Again, there are many countries - including First World European countries - that don't have the credit score system, or only have reports on non-payments (usually govt-run). They seem to be doing just fine.
Lenders in the US are just trying to maximize their risk-adjusted profit - there's no conspiracy here. If income alone was just as good as income + debt servicing history for making the statistical decisions required to maximize credit industry profits (decisions like whether or not to lend, at what rate, at what ratio to income/assets, etc), do you think the lenders would pay the overhead of the additional useless tracking? Are you suggesting that Equifax & Co. are pulling a fast one on the US lenders and their armies of actuaries and after all these years the lenders haven't noticed the uselessness of the product?
Not only that. Celebrities that got money quickly often end up with debt or very little money. Having access indirectly via family members is no guarantee. For a bank, such a client can be very risky, much riskier than someone with a regular income.
I wouldn't be that surprised that she would miss lots of consecutive payments. Not because she didn't have the money, but because she doesn't care. 3 late payments in a row on a mortgage, credit card, etc, drags down your score a lot.
Or perhaps she had little credit history. I could see a scenario where most of her stuff is financed through an LLC vs her personal credit. If your business is solely "being popular", almost everything is a business expense :)
The concept of credit scores has a reason to exist, it's just our implementation is broke a million times over. There's nothing wrong with a business loaning you money having the knowledge aforehand that you don't pay your obligations on time.
If by "under the thumb of" you mean "using less than 30% of available credit and carrying some kind of balance". There's no need to apply melodrama to a simple matter of statistics to answer the question of whether someone can use credit responsibly.

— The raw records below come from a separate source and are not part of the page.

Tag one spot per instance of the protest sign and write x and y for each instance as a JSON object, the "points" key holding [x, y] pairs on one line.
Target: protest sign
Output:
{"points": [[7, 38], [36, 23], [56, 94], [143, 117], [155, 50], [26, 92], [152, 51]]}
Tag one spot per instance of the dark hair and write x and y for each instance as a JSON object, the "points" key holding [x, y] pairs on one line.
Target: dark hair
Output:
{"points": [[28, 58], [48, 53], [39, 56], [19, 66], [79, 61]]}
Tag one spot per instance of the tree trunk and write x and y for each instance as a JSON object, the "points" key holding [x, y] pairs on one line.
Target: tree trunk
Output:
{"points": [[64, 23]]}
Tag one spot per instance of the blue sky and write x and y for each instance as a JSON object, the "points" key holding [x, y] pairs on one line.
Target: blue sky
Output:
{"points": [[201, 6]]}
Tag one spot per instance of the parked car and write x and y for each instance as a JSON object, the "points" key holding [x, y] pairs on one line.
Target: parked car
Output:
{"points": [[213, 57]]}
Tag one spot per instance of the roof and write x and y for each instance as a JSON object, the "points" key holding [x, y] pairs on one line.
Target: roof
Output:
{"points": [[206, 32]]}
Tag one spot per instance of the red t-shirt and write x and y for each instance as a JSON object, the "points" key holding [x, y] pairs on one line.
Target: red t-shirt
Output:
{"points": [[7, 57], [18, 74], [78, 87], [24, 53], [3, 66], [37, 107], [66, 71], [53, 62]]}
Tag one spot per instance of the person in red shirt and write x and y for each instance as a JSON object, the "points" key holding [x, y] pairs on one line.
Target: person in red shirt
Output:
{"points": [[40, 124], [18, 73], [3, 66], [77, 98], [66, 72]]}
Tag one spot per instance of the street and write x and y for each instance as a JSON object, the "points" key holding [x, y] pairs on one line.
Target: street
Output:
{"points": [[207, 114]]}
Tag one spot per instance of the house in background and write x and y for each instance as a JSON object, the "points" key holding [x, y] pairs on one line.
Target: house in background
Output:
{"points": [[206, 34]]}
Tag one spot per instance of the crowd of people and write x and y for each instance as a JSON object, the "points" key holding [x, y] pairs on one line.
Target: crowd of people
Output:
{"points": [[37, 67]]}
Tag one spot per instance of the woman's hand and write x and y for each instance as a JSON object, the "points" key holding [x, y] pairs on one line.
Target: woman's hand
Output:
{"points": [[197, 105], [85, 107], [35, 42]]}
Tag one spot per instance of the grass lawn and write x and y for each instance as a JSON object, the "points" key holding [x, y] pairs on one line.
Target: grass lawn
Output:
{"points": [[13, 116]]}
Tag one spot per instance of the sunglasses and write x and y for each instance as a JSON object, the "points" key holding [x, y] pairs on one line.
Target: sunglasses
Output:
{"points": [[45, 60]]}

A credit score is a signal to potential _new_ creditors about how likely you are to be able to pay back _new_ debts. A factor in credit FairISAAC is the proportion of your outstanding revolving credit you are currently using (more being worse, above about 30%). It could be a sign that your income is unable to pay down your debt (becoming a runaway debt problem).
All to say that just because you've been able to convince creditors to loan you $53 million doesn't necessarily mean your credit is good.
Having zero debt (and no credit cards) can easily knock your score that low, even if you have a perfect payment record.
The whole credit score thing is an extortion game:
To the consumer: Want a loan? Buy everything on cash back cards.
To vendors: Don't like the fact that we're upping transaction fees? What percentage of your customers use credit cards again?
If they actually were worried about your ability to repay a new debt, the fact that you already have a pile of debt would not increase your score.